Sogenannte Singleversteigerungen oder Singlebasare stellen den zurzeit neusten Trend der Partnervermittlung dar. Ursprünglich auf kleine Volksfeste oder Charity Veranstaltungen beschränkt, kann sich nun jeder seinen Traumpartner im Internet ersteigern. So funktioniert’s: Ähnlich wie bei herkömmlichen Versteigerung im Internet ist hier zunächst eine Anmeldung bei dem Anbieter erforderlich.
Angemeldete Nutzer haben daraufhin die Möglichkeit an entsprechenden Singleversteigerungen teilzunehmen. Dabei kann innerhalb eines festgelegten Auktionszeitraums die E-Mail-Adresse des Traumpartners mit dem Ziel ersteigert werden, ein hoffentlich unvergessliches Date zu erleben. Selbstverständlich kann jeder Single auch seine eigenen Daten zur Versteigerung freigeben.
Böse Überraschungen vermeiden
Ein besonderer Spieleffekt wird dadurch erzielt, dass der versteigernde Nutzer regelmäßig vorher darüber entscheiden darf, wer auf seine Daten bieten darf und wer nicht. Auf diese Weise kann bereits vor dem Beginn der Auktion festgelegt werden, mit wem ein mögliches Date überhaupt zustande kommen soll. Diese Option erscheint sehr sinnvoll, da sich nur so "böse Überraschungen" effektiv vermeiden lassen.

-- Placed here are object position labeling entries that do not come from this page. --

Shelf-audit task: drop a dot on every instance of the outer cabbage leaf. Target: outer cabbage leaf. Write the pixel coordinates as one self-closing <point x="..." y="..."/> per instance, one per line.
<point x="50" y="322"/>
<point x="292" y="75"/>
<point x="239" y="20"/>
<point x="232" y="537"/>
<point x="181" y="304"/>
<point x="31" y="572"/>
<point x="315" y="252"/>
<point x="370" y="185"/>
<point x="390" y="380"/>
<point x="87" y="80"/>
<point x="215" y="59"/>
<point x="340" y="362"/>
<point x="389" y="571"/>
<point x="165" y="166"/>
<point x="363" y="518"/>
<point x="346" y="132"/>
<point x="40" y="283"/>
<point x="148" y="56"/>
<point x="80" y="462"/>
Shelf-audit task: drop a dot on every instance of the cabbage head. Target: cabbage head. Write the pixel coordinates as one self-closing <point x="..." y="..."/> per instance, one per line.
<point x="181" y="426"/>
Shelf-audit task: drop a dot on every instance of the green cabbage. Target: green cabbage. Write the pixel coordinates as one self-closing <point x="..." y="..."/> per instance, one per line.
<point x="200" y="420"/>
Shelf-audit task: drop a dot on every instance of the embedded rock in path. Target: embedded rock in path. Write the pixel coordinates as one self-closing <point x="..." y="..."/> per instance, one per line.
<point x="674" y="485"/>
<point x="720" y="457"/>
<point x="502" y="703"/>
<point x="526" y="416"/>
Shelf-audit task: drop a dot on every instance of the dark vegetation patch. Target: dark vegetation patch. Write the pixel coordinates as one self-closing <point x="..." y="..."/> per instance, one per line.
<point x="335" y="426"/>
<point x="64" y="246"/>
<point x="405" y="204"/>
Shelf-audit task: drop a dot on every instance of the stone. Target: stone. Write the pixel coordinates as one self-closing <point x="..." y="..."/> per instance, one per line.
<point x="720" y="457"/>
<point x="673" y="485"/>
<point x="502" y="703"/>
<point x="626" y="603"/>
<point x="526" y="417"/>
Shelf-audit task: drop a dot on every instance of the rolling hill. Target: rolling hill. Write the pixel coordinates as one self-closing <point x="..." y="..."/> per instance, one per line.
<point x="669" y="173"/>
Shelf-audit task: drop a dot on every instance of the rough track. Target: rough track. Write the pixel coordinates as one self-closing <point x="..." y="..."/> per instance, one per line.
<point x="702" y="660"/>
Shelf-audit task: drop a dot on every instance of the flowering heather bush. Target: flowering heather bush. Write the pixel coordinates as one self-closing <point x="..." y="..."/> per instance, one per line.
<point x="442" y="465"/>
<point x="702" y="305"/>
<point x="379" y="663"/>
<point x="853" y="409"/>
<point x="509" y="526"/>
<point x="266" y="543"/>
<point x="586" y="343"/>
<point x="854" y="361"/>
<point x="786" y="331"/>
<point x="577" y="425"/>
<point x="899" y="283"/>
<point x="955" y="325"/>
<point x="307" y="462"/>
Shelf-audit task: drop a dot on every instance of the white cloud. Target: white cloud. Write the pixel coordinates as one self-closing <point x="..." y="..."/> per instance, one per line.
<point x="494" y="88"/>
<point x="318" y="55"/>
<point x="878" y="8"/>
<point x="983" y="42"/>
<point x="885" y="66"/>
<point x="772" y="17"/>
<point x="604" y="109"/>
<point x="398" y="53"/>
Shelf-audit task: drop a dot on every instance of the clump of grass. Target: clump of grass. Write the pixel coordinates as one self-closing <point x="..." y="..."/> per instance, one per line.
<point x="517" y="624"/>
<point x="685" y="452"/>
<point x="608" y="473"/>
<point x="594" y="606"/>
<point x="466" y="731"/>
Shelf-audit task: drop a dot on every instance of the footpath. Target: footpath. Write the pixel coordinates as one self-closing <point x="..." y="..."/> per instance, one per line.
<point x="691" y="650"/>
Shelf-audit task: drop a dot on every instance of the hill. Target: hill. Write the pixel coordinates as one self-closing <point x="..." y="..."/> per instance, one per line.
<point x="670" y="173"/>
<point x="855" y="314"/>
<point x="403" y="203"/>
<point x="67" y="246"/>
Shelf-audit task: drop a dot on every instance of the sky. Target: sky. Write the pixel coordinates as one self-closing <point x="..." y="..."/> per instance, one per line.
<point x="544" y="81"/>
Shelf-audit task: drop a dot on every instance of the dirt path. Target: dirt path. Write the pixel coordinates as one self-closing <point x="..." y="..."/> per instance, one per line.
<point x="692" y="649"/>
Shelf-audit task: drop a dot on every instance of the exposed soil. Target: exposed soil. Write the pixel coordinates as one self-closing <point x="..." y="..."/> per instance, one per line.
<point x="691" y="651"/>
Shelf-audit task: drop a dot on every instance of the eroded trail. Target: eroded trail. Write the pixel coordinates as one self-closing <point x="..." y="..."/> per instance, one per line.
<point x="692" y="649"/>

Blind Dates durch Überraschungs-Auktionen
Wer den Reiz des Unbekannten sucht, kann auch an sogenannten "Überraschungs-Singleversteigerungen" teilnehmen. Dabei weiß der Bieter zunächst nicht, auf welchen anderen Single er während der Auktion bietet. Die Auflösung erfolgt erst nach Auktionsschluss. Diese Art der Singleversteigerung ist dem klassischen Blind Date sehr ähnlich und bietet erhöhte Spannung für alle Beteiligten.
Traumpartner: Gesucht - gefunden - ersteigert!
Durch das Auktionssystem erhalten entsprechende Singlebasare einen gewissen spielerischen Reiz, durch den sie sich positiv von den überkommenen Singleportalen abheben.